Failure recovery must be
- Simple
- Tested frequently
- Perhaps hard-fail systems to shut them down
Redundancy
- Availability of four to five 9s require redundant systems
- True redundancy means you can hard-fail any system without work loss
Support and deploy only one version
Multi-tenant your services
- Share hardware cost across all services
- Give up some system efficiency for operations efficiency
Allow rare human intervention in an emergency
- Test the scripts with fire drills or Game Days
Admission control—block new work when system is overloaded
Shard the data
- Arbitrarily adjustable (not just first letter of family name)

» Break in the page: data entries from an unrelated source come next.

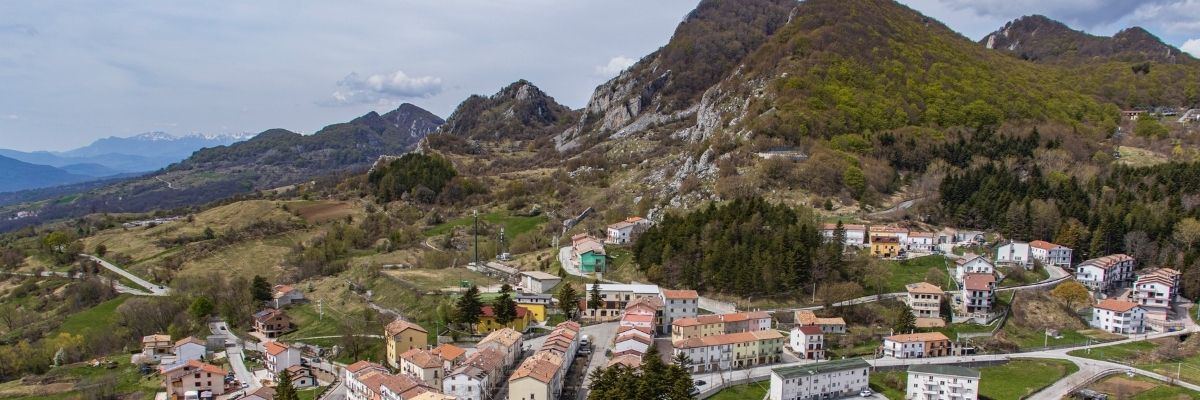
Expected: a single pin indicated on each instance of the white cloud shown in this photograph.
(381, 88)
(1192, 47)
(615, 66)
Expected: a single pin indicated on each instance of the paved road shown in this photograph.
(155, 290)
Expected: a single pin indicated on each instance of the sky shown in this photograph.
(76, 71)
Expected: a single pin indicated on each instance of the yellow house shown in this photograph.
(402, 336)
(487, 322)
(885, 245)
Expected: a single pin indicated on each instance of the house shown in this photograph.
(588, 254)
(972, 263)
(808, 341)
(1156, 292)
(203, 378)
(925, 302)
(828, 326)
(678, 304)
(487, 322)
(615, 297)
(279, 357)
(535, 303)
(273, 322)
(1105, 273)
(832, 380)
(301, 376)
(885, 245)
(190, 348)
(731, 351)
(942, 382)
(504, 341)
(450, 353)
(537, 281)
(917, 345)
(477, 376)
(922, 242)
(286, 294)
(402, 336)
(1015, 254)
(1119, 317)
(978, 293)
(154, 347)
(423, 365)
(1050, 254)
(856, 234)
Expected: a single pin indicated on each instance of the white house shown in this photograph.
(538, 281)
(1105, 273)
(279, 357)
(1119, 317)
(971, 263)
(1015, 252)
(856, 234)
(942, 382)
(1050, 254)
(832, 380)
(1156, 291)
(808, 341)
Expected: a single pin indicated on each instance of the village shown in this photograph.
(540, 353)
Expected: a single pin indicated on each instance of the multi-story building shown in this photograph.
(615, 297)
(978, 293)
(1050, 254)
(925, 300)
(1156, 291)
(726, 351)
(856, 234)
(1014, 252)
(1105, 273)
(917, 345)
(942, 382)
(401, 336)
(831, 380)
(193, 376)
(678, 304)
(827, 324)
(971, 263)
(1119, 317)
(713, 324)
(808, 341)
(477, 377)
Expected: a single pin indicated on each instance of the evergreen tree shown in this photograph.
(261, 290)
(285, 390)
(568, 299)
(469, 306)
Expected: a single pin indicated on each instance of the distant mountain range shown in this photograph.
(121, 155)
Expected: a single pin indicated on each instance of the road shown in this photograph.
(155, 290)
(234, 352)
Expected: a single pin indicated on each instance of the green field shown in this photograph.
(743, 392)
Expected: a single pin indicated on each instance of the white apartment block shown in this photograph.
(1119, 317)
(832, 380)
(942, 382)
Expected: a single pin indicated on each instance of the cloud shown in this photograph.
(382, 88)
(615, 66)
(1192, 47)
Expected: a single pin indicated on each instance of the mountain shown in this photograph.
(517, 112)
(1043, 40)
(16, 175)
(142, 153)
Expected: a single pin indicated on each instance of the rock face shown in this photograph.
(517, 112)
(1043, 40)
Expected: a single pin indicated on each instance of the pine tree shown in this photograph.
(469, 306)
(285, 390)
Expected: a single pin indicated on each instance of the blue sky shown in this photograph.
(75, 71)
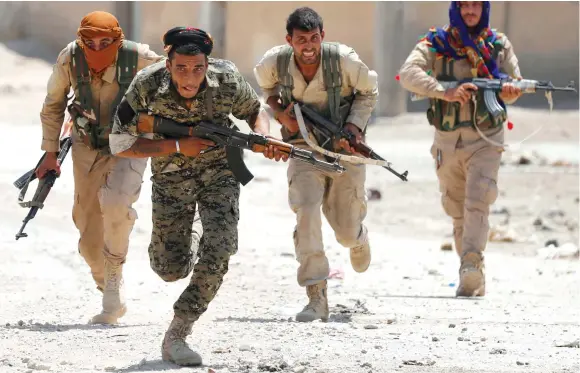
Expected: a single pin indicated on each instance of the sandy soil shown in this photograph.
(399, 316)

- Use a hash or dictionary to map primary keys to shards
- Not bound to any real-world object (not “all employees of organization X”)
Analyze throughput and latency
- With background tasks running (garbage collection, etc.)
- Predict and measure access patterns (especially to databases, but also network and other components)
- Every call to a subservice should have a timeout
- Bound the number of restarts
- Log restarts
- Dependent (lower-level) servics should commit to the same overall SLAs as their callers
Automatic management
Make your secondary backups synchronous
- The write is considered complete when both copies are written
- Cost in longer latency and lower throughput
- You can instantly route requests to the backup when the primary fails
Build in recovery at higher levels, not lower
- The service should have redundant messages
- Don’t conceal it lower, at the network protocol
- TCP doesn’t guarantee reliability across sessions
- Fail fast
Fail services regularly—see next day’s class
Operations
Never delete anything
* Just mark it deleted
* Make everything configurable (“Feature flags”)
The “Big Red Switch”
- Turns off all non-essential services
- Use it when the system is melting down (or about to)
- Resetting the switch should restart stopped services automatically
Control admission into the service
Meter admission into the service when coming up after a failure
Guide to reading for next class
Read all of
The Antifragile Organization.
This article describes Netflix’s approach to automatically generating
failures of system components. They have created a powerful culture of
stress-testing their systems and learning from any failures.